Excess tissue growth from poorly fitted mandibular denture

A poorly fitted mandibular denture can lead to excess tissue growth known as epulis fissuratum, which can necessitate surgical correction. This can be prevented by routine adjustments and relines or fabrication of a new prosthesis when indicated.

Excessive vertical dimension of occlusion

Example of excessive vertical dimension of occlusion. When patients complain of generalized soreness along the ridge, the vertical dimension should be reassessed and, if necessary, the denture remade.

PATIENT CONCERN NO. 3: PHONETIC CONCERNS

Disruptions in phonetics are signs that alterations are necessary to improve the denture fit. Here are some of the most common phonetic concerns associated with dentures.

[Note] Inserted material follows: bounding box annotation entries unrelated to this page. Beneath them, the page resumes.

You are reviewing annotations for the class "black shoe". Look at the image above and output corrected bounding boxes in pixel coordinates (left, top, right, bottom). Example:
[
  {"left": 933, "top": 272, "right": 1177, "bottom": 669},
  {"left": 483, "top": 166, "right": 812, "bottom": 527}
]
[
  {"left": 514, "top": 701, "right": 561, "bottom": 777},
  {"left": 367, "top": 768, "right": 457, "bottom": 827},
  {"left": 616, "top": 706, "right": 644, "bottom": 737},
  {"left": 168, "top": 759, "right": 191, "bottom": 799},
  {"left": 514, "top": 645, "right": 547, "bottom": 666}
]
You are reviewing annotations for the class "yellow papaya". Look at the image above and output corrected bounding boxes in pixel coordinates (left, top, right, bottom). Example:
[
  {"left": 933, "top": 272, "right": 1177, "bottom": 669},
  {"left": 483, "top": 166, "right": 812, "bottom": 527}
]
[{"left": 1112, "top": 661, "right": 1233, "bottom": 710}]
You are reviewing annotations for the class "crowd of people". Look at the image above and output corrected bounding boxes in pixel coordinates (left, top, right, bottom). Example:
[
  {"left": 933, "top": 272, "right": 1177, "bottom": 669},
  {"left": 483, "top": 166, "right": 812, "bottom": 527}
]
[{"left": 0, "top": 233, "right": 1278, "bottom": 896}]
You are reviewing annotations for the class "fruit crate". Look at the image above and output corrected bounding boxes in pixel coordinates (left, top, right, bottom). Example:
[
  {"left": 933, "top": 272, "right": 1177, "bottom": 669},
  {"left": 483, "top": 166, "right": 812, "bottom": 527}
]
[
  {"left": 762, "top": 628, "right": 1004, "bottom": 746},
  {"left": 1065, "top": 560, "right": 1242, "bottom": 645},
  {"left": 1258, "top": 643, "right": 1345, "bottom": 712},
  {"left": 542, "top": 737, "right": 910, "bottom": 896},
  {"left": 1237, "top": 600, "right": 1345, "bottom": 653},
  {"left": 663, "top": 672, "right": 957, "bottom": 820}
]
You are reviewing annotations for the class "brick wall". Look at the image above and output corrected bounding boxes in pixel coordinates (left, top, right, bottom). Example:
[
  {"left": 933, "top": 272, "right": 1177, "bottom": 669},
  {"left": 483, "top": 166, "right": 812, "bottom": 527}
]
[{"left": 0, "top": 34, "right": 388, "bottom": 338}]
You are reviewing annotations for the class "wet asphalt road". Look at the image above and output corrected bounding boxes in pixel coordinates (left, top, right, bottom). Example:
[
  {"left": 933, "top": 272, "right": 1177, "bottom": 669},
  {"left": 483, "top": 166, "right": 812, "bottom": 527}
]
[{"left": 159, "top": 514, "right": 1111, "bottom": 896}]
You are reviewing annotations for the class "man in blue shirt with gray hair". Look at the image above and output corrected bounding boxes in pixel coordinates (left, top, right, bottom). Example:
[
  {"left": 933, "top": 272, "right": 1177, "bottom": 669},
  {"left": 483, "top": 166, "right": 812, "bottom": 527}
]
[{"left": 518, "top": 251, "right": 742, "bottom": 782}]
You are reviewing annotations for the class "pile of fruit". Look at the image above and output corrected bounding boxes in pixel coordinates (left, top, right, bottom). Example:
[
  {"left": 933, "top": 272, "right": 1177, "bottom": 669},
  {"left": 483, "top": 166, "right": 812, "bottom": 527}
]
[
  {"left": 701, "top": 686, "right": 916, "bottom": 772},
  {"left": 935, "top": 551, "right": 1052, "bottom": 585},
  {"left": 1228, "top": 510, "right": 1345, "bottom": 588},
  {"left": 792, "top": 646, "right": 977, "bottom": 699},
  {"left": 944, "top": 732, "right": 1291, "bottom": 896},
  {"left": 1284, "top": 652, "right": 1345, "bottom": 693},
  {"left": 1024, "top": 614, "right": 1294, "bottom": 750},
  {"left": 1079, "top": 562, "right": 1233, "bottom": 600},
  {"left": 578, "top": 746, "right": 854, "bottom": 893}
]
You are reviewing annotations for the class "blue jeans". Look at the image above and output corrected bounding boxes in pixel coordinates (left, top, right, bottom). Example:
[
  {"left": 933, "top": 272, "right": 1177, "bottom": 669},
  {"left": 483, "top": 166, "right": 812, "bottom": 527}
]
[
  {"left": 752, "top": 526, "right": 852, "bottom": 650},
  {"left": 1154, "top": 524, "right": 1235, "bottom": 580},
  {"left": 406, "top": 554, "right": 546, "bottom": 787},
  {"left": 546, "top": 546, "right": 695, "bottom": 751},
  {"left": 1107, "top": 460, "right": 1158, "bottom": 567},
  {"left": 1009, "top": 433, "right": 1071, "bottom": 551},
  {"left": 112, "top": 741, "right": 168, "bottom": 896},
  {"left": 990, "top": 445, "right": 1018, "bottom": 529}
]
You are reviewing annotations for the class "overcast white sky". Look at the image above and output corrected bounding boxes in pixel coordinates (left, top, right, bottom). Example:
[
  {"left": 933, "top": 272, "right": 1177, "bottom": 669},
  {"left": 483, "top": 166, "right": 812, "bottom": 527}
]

Whistle on “S” Sound: This issue is caused by the absence of sufficient space for the tongue between upper bicuspids. The solution is to remove and relocate the denture bicuspids toward the buccal or, if there is adequate room, grind out more area for the tongue. In some instances, the denture base is built up too thick. To determine which area requires adjustment, carefully place pressure-indicating paste palatal to the bicuspids. After checking the phonetics, remove material from the base in the area where the paste has been displaced.

Reduce to free up tongue space depending on patient's phonetics check

If the patient whistles on an “S” sound during your phonetics check, remove material palatal to the bicuspids to free up some additional tongue space.

Lisping on “S” Sound: This concern is essentially the opposite of the whistling “S” in that its cause is too much room for the tongue between the upper bicuspids. To test for this, add a piece of wax palatal to the bicuspids and check phonetics. If successful, adding chairside acrylic to the denture base will help narrow that palatal space.

palatal area of the anterior

Indistinct “Th” and “T” sounds can be corrected by thinning out the palatal area of the anterior.

CONCLUSION

Clinicians providing complete dentures will inevitably encounter patient complaints about fit and function. Addressing these concerns typically involves identifying the cause of denture instability, sore spots or phonetic complications, and making the necessary alterations to the patient’s prosthesis. It is imperative that the clinician carefully determines the source of the issue prior to making any adjustments to prevent compromising the overall fit of the denture.